For instance, if the following check runs every hour, this is where desired quantity is required.
if low_load(<CPU or Mem etc>) and desired_capacity>= min_capacity:
desired_capacity = desired_capacity-1
Max capacity can also be understood in the same way where you'd want to keep increasing the desired quantity based on a cloudwatch_alarm (or any scaling policy) up to the max capacity.

How to configure EC2 autoscaling based on multiple limits on same metric?

My primary requirement is as follows:
When CPU consumption on an instance exceeds 50 % then adjust capacity of autoscaling group to 5 instances, when CPU consumption exceeds 80% then adjust capacity to 10 instances.
However if I use cloudwatch alarms to set capacity I can imagine the following race condition:
5 instances exist
CPU consumption exceeds 80 %
Alarm is triggered
Capacity is changed to 19 instances
CPU consumption drops below 50 %
Eventually CPU consumption again exceeds 50% but now capacity will be changed to 5 instances (which is something I don't want to happen)
So what I would ideally like to happen is that in response to alarm triggers I would like to ensure that capacity is altleast the corresponding threshold.
I am aware that this can be done by manually setting the capacity through AWS SDK - which could be triggered in response to lifecycle events monitored by a supervisor, but is there a better approach, preferably one that does not require setting up additional supervisors or webhooks for alarms ?
A general approach is to fine grain the scaling actions:
Do not jump that big:
if the ASG avg CPU is over 70% > Add an instance
if the ASG avg CPU is over 90% > Add "n" instances
if the ASG avg CPU is under 40% > remove an instance
if the ASG avg CPU is under 10% > remove "n" instance
All of these values are the last 5 mins AVG. So if you have a really fast pike, you need more aggressive scaling.
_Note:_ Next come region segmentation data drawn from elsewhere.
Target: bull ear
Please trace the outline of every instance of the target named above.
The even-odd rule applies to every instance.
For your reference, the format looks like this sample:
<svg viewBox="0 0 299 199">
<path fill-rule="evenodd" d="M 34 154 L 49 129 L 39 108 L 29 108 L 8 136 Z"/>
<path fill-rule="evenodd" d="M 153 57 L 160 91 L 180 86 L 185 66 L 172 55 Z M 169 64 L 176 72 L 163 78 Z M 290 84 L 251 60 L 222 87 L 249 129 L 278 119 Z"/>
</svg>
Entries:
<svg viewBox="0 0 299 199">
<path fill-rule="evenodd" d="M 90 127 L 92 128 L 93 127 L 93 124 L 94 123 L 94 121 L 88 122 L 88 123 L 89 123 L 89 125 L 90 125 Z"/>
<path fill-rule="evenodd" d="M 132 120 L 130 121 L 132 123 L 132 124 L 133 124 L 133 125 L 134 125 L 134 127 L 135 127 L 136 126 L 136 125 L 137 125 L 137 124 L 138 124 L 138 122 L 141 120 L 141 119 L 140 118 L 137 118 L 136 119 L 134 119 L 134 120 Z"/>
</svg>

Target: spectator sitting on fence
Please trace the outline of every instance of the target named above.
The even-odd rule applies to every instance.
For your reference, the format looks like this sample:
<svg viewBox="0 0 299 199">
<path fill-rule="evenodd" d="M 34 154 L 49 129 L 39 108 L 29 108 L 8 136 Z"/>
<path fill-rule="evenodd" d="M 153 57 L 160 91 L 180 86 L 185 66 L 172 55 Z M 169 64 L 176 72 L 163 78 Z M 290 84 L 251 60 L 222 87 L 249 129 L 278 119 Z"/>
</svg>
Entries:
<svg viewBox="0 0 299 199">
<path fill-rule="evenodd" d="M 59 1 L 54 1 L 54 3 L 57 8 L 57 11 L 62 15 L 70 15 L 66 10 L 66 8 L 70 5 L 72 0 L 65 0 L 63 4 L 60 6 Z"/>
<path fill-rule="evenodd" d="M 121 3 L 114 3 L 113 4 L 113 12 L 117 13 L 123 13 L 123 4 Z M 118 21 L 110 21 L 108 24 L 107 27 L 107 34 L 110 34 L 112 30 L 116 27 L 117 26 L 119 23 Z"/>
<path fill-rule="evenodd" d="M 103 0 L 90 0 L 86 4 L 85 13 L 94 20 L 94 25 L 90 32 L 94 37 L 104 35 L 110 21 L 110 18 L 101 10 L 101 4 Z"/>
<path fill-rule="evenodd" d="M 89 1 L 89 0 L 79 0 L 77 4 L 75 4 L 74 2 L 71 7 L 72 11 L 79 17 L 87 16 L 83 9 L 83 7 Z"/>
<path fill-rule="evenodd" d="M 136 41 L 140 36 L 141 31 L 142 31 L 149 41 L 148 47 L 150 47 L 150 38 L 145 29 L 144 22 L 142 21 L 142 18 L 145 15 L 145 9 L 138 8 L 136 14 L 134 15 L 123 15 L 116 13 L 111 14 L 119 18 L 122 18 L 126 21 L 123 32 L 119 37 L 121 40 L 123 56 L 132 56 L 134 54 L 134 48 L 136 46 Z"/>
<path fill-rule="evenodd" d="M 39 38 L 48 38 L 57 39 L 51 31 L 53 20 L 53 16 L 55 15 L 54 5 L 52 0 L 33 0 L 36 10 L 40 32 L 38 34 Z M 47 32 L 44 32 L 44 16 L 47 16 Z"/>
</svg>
So in half an hour you can easily add 6 servers or even more.
Also scaling works better with higher numbers. So if your system needs only 1-3 instances, it may make sense to decrease the instance size so you can have 2-6 instances. It give some extra flexibility to your system.
But again, the question is, what is your expected load? Big pikes or an expected up and down during the day?
I would suggest looking into an AWS lambda function, triggered by an SNS message from cloudwatch - it should give you free reign to put as much logic into the scaling decision as you want.
Good Luck!

What order are AWS AutoScaling policies applied in?

I am planning on using AWS Autoscaling to scale my EC2 services, I have 4 policies that need to control my instance behavior, 2 for scale out and 2 for scale in. My question is what order will they be evaluated in? Scale out first then scale in? or vice-versa? Random? or something else?
Thank you,
Policies are not evaluated in an order. Each policy is compared against the metrics that policy is set up to measure, and takes actions based on the results.
For example, perhaps you have the following four policies:
Add 1 instance when an SQS queue depth is > 1000 messages
Remove 1 instance when the same SQS queue depth is < 200 messages
Add 1 instance when the average CPU of all instances in the autoscaling group is > 80%
Remove 1 instance when the average CPU of all instances in the autoscaling group is < 30%
As you can see, ordering doesn't make sense in this context. The appropriate action(s) will be executed whenever the conditions are met.
Note that without planning and testing you can encounter loops of instances that constantly cycle up and down. Drawing from the previous example, imagine that a new instance is launched because there are > 1000 messages in the queue. But the CPU usage is only 20% for all the instances, so then the 4th policy fires to remove an instance. Thus all the policies should be considered in concert.